This text is used for the Lectionary Year C on May 29, 2016.
Jesus has just concluded his Sermon on the Plain. Whereas Matthew’s Jesus has preached a Sermon on the Mount, emphasizing Jesus’ authority from on high, Luke characteristically has Jesus preaching from a “level place,” among the people. Luke’s Jesus will show his authority by what he does in history working from below, so to speak.
Now we see that authority operating in a healing story in nearby Capernaum. This town is ground zero of Jesus’ Galilean ministry, the home of Simon Peter and a crossroads of trade on the north shore of the Sea of Galilee. Jesus is met by a delegation of Jewish town elders who intercede on behalf a Roman military leader. This man is a centurion, likely working under Herod Antipas and commanding troops responsible for tax collecting and keeping order. We are also told that he is a worthy man. He has had unusually good relations with the local Jews and generously paid for the building of their synagogue. This establishes his credentials with the Jewish leaders.

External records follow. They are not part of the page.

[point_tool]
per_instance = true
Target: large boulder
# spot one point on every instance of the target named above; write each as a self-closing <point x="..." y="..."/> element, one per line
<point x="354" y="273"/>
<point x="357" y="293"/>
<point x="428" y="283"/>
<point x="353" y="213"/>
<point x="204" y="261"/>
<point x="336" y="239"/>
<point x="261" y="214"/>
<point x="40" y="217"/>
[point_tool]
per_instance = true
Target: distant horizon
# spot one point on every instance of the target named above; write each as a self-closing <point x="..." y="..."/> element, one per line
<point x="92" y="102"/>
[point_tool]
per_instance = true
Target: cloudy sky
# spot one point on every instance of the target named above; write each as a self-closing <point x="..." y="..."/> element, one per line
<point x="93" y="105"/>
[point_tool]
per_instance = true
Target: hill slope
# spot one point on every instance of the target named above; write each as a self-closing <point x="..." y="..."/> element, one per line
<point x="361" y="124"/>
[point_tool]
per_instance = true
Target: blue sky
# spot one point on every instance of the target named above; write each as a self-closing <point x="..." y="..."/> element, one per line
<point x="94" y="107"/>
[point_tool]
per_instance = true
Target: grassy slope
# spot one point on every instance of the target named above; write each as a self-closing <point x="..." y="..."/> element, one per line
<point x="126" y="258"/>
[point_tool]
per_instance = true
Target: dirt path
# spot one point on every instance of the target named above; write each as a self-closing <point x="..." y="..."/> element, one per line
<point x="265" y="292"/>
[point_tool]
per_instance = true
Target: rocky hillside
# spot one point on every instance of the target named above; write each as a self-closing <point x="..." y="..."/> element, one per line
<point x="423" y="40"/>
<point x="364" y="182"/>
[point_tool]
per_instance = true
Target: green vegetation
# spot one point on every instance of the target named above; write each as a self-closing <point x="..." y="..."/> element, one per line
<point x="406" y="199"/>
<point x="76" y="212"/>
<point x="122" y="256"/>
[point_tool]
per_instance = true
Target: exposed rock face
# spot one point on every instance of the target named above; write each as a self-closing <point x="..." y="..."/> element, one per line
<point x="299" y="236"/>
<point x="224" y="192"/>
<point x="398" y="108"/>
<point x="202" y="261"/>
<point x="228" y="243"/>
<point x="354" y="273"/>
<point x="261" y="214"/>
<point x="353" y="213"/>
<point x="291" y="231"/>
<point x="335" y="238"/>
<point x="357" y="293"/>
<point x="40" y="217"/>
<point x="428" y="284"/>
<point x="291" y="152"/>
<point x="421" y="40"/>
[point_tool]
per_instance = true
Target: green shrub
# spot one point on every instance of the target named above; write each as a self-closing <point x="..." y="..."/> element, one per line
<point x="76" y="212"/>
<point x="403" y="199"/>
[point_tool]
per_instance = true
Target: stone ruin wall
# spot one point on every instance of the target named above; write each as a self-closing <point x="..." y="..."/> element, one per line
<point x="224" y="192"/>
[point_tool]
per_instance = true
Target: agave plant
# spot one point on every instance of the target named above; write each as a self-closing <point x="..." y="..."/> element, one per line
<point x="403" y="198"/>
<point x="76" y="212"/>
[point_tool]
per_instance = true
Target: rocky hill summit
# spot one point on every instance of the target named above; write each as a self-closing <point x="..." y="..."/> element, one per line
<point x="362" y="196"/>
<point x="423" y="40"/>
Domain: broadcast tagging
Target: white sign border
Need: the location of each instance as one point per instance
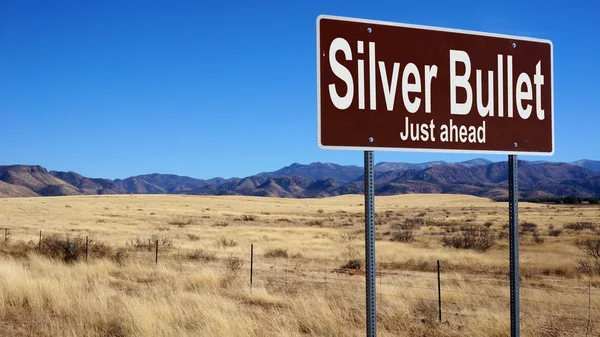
(431, 28)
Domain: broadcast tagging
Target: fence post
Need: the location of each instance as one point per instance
(587, 330)
(439, 294)
(251, 263)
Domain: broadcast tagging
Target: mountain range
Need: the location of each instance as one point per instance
(479, 177)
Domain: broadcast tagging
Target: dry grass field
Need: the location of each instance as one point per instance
(305, 276)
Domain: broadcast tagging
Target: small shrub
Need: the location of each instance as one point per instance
(149, 244)
(590, 247)
(581, 225)
(276, 253)
(72, 249)
(200, 255)
(411, 224)
(588, 267)
(528, 227)
(246, 217)
(352, 264)
(317, 223)
(194, 237)
(163, 240)
(537, 238)
(405, 236)
(476, 238)
(233, 264)
(224, 242)
(555, 232)
(120, 257)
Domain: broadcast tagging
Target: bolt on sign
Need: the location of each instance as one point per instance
(399, 87)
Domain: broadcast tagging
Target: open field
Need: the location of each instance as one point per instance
(200, 286)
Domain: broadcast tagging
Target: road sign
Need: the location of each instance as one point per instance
(398, 87)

They report to Jesus about the centurion’s beloved slave, whom he esteems highly. The slave is sick, although we are not told about the nature of his infirmity. In a related account, Matthew reports from a common source that he is paralyzed. The slave is close to death.
The Jews consider this man worthy, partly because of his generosity toward them, partly because of his own character. Jesus went with them toward the man’s house, which would have been unclean by definition, since he was a Gentile. Jesus does not put holiness before compassion. But before he can reach the house, another delegation meets him and declares that the centurion does not consider himself worthy of Jesus coming to his house. This dichotomy between the Jews’ estimation of his worthiness and the centurion’s self-estimate of his unworthiness further amplifies the worthiness of the man. Humility is a mark of worthiness in Luke’s world.
The centurion believes that Jesus has authority by virtue of who he is under God. All Jesus needs to do is to speak the word and the slave will be healed. The man reports through his friends that he understands authority, not because of his superior position, but because he himself is one who operates under authority. He has the human power to speak and command that things be done, and he considers Jesus to possess that kind of authority under the God of Israel, whom he reveres.
We may assume that the centurion is a God-fearer—a Gentile, like the centurion Luke will tell us about in Acts 10 who reveres the God of Israel without becoming a Jewish proselyte. Jesus praises the man’s faith as being greater than what he has seen in Israel. This is not a judgment on the faith of fellow Jews; it simply lays the groundwork for Jesus’ universal mission that is a major theme of Luke’s gospel and his sequel, The Acts of the Apostles.
We are not told whether Jesus spoke any particular word, but by the time the centurion’s friends return to the man’s house they find that the slave has been healed.
The sermon may explore the movement between Jesus’ teaching ministry and healing work. Jesus is not merely a teacher whose wisdom is from God; he possesses the power of God to give life. Salvation is deliverance from all that would keep the world from experiencing the fullness of God’s created intention. It is the anticipated wholeness of the peaceable kingdom that Jesus as the messiah brings. Individual acts of healing anticipate the final restoration of all things in Christ.
But the attention given in the story to the faith of the Gentile outsider also anticipates the inclusion of the Gentiles among the people of Israel. Faith, not the observance of the Law of Moses, is the touchstone of inclusion for the people of God. The church’s mission is not confined to the preservation of the community that already believes. It includes the recognition that God is always seeking to save the lost, whoever they may be. And while the faith of the centurion may not be more in this account than the confidence of Jesus’ power to heal, it prepares us to see that faith is a gift of God that may be found anywhere and everywhere. Incomplete faith in the power of Jesus may lead to a more complete confession of Christ that comes about through intimate and constructive engagement with those who have otherwise been considered outsiders. In this story, both the Jewish elders and Jesus see in the centurion one in whom the work of God may be made manifest. The church may learn that the mission of God is God’s work first and last, and that we are participants in it.